[Congenital myopathies].
Maneno muhimu
Kikemikali
BACKGROUND
Congenital myopathies include many genetically distinct diseases which have in common the early appearance of symptoms and characteristic morphological findings.
OBJECTIVE
To resume clinical, pathological and genetic findings of the most frequent myopathies in this group.
METHODS
The most severe of these group is myotubular myopathy; affected boys die frequently in the neonatal period due to respiratory failure. The altered protein, myotubularin, is involved in the metabolism of PI3P. The gene mutated is in Xq28 and more than 140 different mutations have been reported. Centronuclear myopathy is a genetically heterogeneous group, most frequently recessive but sometimes dominant and with a variable clinical course; childhood and adolescent cases usually present facial weakness and ophthalmoplegia together with proximal weakness, while adult forms show symptoms similar to limb girdle dystrophies. The protein responsible of the disease as well as the genetic locus involved are still unknown. Central core disease (CCD) is a scarcely progressive disease frequently associated with skeletal malformations. The inheritance is usually dominant. CCD has an important association with malignant hyperthermia and both diseases share the same gene in 19q13, locus of the RYR1 gene which encodes the ryanodine receptor.
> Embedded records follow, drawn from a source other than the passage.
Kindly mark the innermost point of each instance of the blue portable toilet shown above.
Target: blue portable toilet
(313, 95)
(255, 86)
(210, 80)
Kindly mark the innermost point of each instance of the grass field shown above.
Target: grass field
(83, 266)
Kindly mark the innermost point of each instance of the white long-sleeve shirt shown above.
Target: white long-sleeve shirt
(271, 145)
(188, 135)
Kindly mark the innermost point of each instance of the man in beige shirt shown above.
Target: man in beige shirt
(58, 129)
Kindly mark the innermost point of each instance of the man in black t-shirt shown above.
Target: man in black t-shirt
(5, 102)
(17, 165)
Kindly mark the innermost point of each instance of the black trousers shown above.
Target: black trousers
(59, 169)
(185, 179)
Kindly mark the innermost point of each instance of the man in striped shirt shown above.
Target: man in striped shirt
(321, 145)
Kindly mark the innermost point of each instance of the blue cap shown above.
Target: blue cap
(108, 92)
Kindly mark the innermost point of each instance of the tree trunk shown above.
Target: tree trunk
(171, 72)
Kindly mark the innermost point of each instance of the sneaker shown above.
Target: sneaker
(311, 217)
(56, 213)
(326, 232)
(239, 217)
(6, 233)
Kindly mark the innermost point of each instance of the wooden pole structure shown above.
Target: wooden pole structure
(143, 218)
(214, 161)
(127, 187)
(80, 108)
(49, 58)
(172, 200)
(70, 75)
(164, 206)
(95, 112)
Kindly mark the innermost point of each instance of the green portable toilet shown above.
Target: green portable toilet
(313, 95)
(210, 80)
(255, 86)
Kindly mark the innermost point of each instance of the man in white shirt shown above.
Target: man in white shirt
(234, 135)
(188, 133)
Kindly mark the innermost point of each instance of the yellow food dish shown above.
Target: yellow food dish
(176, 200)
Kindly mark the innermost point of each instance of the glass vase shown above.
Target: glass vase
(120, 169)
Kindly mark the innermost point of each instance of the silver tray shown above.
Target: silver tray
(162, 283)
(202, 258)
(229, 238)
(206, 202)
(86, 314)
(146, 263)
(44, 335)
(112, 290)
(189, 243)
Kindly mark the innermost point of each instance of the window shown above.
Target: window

Minicore myopathy is a recessive disorder which shows four different phenotypes, the most frequent being the 'classical' one, with axial weakness, scoliosis and severe respiratory insufficiency; some of these cases have mutations in the selenoprotein N gene. Other phenotype with slowly progressive weakness and hand atrophy has a homozygous mutation in the RYR1 gene. Nemaline myopathy shows four different clinical and genetic types according to the age of beginning of symptoms and the type of inheritance. Several different genes have been identified: TPM3 in 1q21, NEB in 2q21 22, ACTA1, TPM2 and TNNT1.